Normally, this issue comes up when dealing with live performances that aren’t necessarily “fixed” but may be broadcast or streamed. Here, though, it may open the door for Wright (or anyone else) to try a similar gambit in another country.

So, while developers of Bitcoin, Bitcoin Cash and others that use the same file format can breathe easier, it’s not necessarily the last word on this particular matter, especially if Wright chooses to appeal this issue.

NFTs Are Not Art

As big as the Wright ruling was, it was another ruling that stole the spotlight yesterday.

The fashion brand Hermès filed a lawsuit against artist Mason Rothschild over an NFT project he launched entitled “MetaBirkins”. The project featured a variety of digital mock Birkin bags with everything from mammoth tusks to famous paintings. 

According to Hermès, the collection violated their trademark rights and was attempting to trade on their good name to sell NFTs. The case ultimately went before a New York jury, which found that Rothschild had infringed Hermès’ rights and awarded the fashion brand $133,000 in damages

Rothschild was estimated to have made about $125,000 off the 100 released MetaBirkins, which were each initially priced at $450 each. 

To make matters worse for both Rothschild and other NFT creators, the jury also ruled that NFTs are strictly commodities and not art that is protected by the First Amendment.

Rothschild decried the jury verdict, saying that it was a great day for large companies but a terrible one for artists. However, Hermès lauded the ruling, saying that their brand was the reason that the NFTs were popular and that they had a right to protect their trademarks.

Likely Implications

In the United States, the implications of this ruling are potentially very dire for creators of certain NFTs.

The reason is because of the Rogers test. Under trademark law, a work is allowed to use a trademark if the work is artistically relevant. However, that threshold of “artistic relevance” is extremely low. 

That judge had earlier denied a motion by Rothschild to dismiss the case because he felt Hermès raised a genuine question whether Rothschild used the name “MetaBirkins” as an artistic expression or solely to associate it with the brand.

The jury, ultimately, sided with Hermès and, while the case is very fact-specific, it points to a broader skepticism about the artistic relevance of NFTs. In short, the jury said that the use of Hermès trademarks were not artistic and, instead, were an attempt to trade on the name. That doesn’t bode well for other NFT projects that base their theme on someone else’s trademark.

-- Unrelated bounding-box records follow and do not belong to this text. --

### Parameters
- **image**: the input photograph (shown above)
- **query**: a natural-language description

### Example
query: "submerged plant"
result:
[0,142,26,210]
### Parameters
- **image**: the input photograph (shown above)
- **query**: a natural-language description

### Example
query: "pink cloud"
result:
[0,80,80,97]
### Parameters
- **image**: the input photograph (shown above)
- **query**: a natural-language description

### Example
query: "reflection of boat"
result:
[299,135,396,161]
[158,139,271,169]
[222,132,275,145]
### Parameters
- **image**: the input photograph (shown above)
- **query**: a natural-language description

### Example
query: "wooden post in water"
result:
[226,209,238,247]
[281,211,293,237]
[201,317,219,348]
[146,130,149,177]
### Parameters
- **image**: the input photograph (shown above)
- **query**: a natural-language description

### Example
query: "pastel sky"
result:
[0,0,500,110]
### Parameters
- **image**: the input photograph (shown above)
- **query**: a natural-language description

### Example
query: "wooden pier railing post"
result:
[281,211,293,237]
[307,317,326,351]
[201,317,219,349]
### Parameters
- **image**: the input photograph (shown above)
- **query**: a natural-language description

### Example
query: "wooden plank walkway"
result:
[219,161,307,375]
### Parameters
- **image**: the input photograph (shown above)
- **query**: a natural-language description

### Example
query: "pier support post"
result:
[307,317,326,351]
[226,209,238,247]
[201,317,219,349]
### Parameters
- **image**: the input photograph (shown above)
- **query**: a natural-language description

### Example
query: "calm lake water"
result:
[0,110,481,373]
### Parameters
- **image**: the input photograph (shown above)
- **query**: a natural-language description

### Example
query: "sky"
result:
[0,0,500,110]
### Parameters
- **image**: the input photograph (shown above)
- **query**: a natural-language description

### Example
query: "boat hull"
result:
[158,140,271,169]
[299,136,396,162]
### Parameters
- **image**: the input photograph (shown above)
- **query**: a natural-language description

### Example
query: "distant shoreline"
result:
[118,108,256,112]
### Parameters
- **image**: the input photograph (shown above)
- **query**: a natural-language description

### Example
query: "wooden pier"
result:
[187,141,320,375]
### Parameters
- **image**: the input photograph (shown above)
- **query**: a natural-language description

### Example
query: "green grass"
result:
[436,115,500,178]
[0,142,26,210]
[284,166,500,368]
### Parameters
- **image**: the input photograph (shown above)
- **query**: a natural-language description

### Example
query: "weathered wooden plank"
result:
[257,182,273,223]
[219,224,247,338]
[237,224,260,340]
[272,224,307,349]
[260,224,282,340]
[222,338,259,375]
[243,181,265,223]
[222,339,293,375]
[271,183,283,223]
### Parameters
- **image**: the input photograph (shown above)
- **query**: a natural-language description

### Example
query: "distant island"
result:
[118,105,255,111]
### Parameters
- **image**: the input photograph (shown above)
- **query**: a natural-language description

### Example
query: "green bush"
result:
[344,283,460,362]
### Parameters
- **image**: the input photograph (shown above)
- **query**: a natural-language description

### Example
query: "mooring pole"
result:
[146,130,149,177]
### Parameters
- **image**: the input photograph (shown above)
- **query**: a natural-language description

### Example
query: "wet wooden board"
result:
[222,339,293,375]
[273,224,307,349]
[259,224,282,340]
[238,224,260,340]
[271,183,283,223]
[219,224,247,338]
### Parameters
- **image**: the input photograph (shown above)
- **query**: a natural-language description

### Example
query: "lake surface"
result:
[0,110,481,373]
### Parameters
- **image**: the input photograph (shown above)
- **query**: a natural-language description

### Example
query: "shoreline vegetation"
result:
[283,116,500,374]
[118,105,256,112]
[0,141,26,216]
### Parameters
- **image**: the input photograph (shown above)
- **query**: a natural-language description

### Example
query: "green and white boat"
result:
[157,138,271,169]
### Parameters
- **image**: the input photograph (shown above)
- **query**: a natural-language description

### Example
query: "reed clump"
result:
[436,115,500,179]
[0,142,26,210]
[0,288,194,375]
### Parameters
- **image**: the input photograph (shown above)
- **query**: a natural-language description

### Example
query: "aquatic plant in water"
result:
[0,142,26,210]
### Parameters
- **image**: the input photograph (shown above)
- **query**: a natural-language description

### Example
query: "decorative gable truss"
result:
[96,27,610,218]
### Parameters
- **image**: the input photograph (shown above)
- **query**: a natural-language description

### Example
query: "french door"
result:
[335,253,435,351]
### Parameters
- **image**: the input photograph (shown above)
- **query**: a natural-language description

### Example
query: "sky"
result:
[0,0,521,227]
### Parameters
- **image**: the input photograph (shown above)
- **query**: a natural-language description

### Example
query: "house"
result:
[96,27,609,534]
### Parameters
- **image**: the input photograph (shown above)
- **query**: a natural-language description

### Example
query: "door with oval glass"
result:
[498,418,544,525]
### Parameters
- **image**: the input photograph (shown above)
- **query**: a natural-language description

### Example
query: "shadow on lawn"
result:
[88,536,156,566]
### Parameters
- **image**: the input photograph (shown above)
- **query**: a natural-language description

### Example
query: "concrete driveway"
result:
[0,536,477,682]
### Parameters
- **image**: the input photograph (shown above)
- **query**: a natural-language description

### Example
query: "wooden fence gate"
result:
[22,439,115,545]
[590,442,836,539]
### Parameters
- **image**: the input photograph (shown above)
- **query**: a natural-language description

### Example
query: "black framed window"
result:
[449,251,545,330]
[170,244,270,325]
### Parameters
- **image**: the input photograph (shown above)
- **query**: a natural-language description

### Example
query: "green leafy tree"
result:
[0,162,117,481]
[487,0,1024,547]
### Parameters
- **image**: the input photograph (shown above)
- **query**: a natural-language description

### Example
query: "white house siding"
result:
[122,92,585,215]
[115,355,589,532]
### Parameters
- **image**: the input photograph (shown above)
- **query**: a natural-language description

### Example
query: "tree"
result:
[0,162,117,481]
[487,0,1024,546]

Furthermore, while this case deals with trademark and not copyright, it’s easy to see similar arguments in a copyright case. With copyright in the United States, the more transformative a work is, the more likely it is to be ruled a fair use. This includes using the work in an artistic method that is meant to change the meaning of it. 

If basing an NFT off a copyright-protected work is seen with similar cynicism, it could bode very poorly for a fair use argument. However, that would require a separate case to see how it fares.

Bottom Line

Both of the cases above are old lawsuits that were filed during halcyon days for blockchain-based technologies. Though cryptocurrencies and NFTs still have their supporters and advocates, they don’t enjoy the public awareness and popularity they once did.

However, that doesn’t mean that the legal cases surrounding them end. As these two rulings show, those cases are continuing and may have impacts well beyond the blockchain.

In the end, that’s the nature of the legal system. Cases take time and, just because others have moved on from whatever the case is about, doesn’t mean that the legal implications have ended.